Targets of Shh signaling and Gli3 protein processing are disturbed in the forebrain of cbs mutants. A–D, In situ hybridization analysis of 12.5 wild-type and cbs/cbs embryos. For each coronal section, only one telencephalic half is shown, with dorsal to the top, lateral to the right. Scale bars: 300 μm. A, Gli3. B, Emx1. C, Emx2. D, Ptch1. E, Northern blots of whole RNA from forebrain of E12.5 wild-type and cbs/cbs embryos. Full-length Gli3 (top) and α-tubulin cDNAs (bottom) were used as probes. Ribosomal RNA markers are to the left. F, Western blots of protein from forebrain of E12.5 cbs and Xt^J wild-type (+/+) and homozygous mutant (−/−) embryos. An anti-N-terminal-Gli3 antibody (top) and an anti-β-actin antibody (bottom) were used. Specific bands corresponding to the 190 kDa full-length Gli3 isoform (arrows) and the 80 kDa proteolytically processed Gli3 isoform (arrowheads) are indicated. The specificity of the antibody was shown by examining homozygous Gli3 deletion mutants (Xt^J), in which neither full-length nor processed Gli3 isoforms are detectable. Protein markers (kDa) are to the left. G, Quantitation of Gli3 Western blots seen in (F), first indicating the amount of the 90 kDa (short form) Gli3 isoform, setting levels in +/+ to 1.0. A quantitative comparison of the 190 kDa (long form) isoform shows 19.4% levels in +/+ embryos, compared with the short form. cbs/cbs mutants show a 5.6-fold increase in the amount of the long form, compared with +/+ embryos, to levels greater than that of the short form in cbs/cbs embryos. The combined amount of short and long isoforms is also indicated (total).

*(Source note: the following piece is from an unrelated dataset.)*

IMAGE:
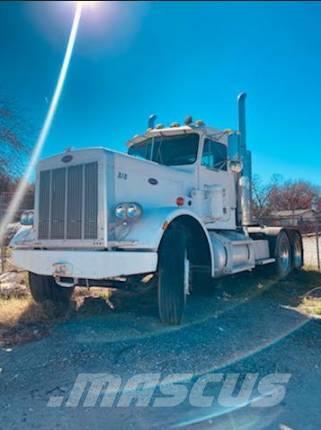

H, Quantitative real time RT-PCR was performed upon mRNA extracted from E12.5 telencephalon. Reverse-transcribed cDNA was analyzed using TaqMan probes recognizing Ptch1 and Gli1. cDNA was normalized using probes for GAPDH. I, Luciferase assays using a Gli-responsive luciferase plasmid transiently transfected into fibroblasts prepared from wild-type and cbs/cbs embryos and allowed to reach confluency. Sonic hedgehog (Shh, 1 μg/ml) was added to the cultures for 12 h before lysis and analysis of luciferase levels. Relative luminosity levels relative to Shh-untreated wild-type cells are indicated. G–I, Mean values ± SEM (n = 4–8). ***p < 0.001, **p < 0.01, *p < 0.05, Student's t test.